# Be careful driving at night



## Rich Koster (Sep 4, 2009)

[video=youtube;yuY44PHC0wI]http://www.youtube.com/watch?v=yuY44PHC0wI[/video]


----------



## Marrow Man (Sep 4, 2009)

I believe, in that video, I saw cat brains.


----------



## Rich Koster (Sep 4, 2009)

And what may have been in the kitty's belly (Josh fills in patented response) ?


----------



## Marrow Man (Sep 4, 2009)

I would not dare refer to rodent cerebellum and risk copyright infringement!

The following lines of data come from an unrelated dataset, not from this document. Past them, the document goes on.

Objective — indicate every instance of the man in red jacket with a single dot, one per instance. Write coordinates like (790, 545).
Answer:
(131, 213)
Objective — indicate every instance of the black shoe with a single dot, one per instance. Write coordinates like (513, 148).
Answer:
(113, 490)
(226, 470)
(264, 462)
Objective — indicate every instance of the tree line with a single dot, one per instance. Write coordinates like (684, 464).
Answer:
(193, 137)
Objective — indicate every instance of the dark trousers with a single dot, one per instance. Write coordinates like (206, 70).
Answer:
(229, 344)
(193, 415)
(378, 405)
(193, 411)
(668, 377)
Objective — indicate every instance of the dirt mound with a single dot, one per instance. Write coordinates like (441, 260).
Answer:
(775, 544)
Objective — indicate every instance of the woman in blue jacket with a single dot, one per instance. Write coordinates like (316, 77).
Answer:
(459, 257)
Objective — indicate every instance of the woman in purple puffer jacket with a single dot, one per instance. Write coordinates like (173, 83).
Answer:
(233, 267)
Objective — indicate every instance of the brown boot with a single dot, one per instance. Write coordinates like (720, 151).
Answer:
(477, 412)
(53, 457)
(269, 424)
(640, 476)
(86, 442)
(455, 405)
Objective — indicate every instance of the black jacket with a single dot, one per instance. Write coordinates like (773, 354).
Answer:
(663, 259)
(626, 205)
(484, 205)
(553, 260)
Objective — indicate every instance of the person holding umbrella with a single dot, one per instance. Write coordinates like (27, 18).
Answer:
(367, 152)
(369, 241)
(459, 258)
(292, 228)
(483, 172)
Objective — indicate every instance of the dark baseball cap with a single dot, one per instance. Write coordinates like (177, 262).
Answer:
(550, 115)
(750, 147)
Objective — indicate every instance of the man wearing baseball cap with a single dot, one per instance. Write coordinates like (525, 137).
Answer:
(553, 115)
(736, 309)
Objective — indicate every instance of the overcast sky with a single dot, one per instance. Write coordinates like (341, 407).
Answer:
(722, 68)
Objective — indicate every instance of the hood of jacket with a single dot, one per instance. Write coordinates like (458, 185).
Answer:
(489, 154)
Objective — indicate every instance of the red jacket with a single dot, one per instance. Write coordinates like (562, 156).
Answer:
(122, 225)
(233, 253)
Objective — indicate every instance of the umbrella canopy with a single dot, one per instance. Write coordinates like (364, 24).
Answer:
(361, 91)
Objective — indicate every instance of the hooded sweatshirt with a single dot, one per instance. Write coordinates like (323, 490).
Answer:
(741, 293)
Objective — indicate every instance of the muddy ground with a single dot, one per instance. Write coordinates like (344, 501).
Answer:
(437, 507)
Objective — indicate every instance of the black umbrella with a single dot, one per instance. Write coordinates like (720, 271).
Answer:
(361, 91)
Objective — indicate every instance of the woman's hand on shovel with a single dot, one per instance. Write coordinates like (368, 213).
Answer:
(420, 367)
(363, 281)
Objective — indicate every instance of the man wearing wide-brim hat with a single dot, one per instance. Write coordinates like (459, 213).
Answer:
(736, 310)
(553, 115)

Feline frontal lobe is so much safer!


----------



## Rich Koster (Sep 4, 2009)

Don't most congregations carry an umbrella policy to cover their pastor for such occasions


----------



## Galatians220 (Sep 4, 2009)

Brings back lovely memories for me. Loudon Wainwright was the "artist;" "Dead Skunk," for some reason, got a lot of airplay here in 1972. I liked it; my father hated it. I played the 45 r.p.m. of it _relentlessly._  

The inimitable Mr. Wainwright, singing his charming, evocative ballad at a concert in Germany in '84:

[video=youtube;doqTSev-_lQ]http://www.youtube.com/watch?v=doqTSev-_lQ[/video]

Margaret


----------



## Rich Koster (Sep 4, 2009)

Galatians220 said:


> Brings back lovely memories for me. Loudon Wainwright was the "artist;" "Dead Skunk," for some reason, got a lot of airplay here in 1972. I liked it; my father hated it. I played the 45 r.p.m. of it _relentlessly._
> 
> The inimitable Mr. Wainwright, singing his charming, evocative ballad at a concert in Germany in '84:
> 
> ...



45's.... brings back memories. I still have a 45 case with John, Paul, George & Ringo's pictures and signatures on it. Probably would go good on E bay.


----------



## Galatians220 (Sep 4, 2009)

Rich Koster said:


> 45's.... brings back memories. I still have a 45 case with John, Paul, George & Ringo's pictures and signatures on it. Probably would go good on E bay.


 
It would, for sure. Actually, it's probably more of a *family heirloom.* You might want to hang onto it for a few more years...

Where's the record???

 

Margaret


----------



## Rich Koster (Sep 4, 2009)

Galatians220 said:


> Rich Koster said:
> 
> 
> > 45's.... brings back memories. I still have a 45 case with John, Paul, George & Ringo's pictures and signatures on it. Probably would go good on E bay.
> ...



It is empty, the heavy weight of my cheap 70's turntable arm ,wore them out. I have some 33's of audiophile quality still in my possesion though. The case was made by Charter Industries NYC.


----------



## Lady of the Lake (Sep 5, 2009)

Marrow Man said:


> I believe, in that video, I saw cat brains.



Oooh, oooh, oooh that rhymes with rat brains.


----------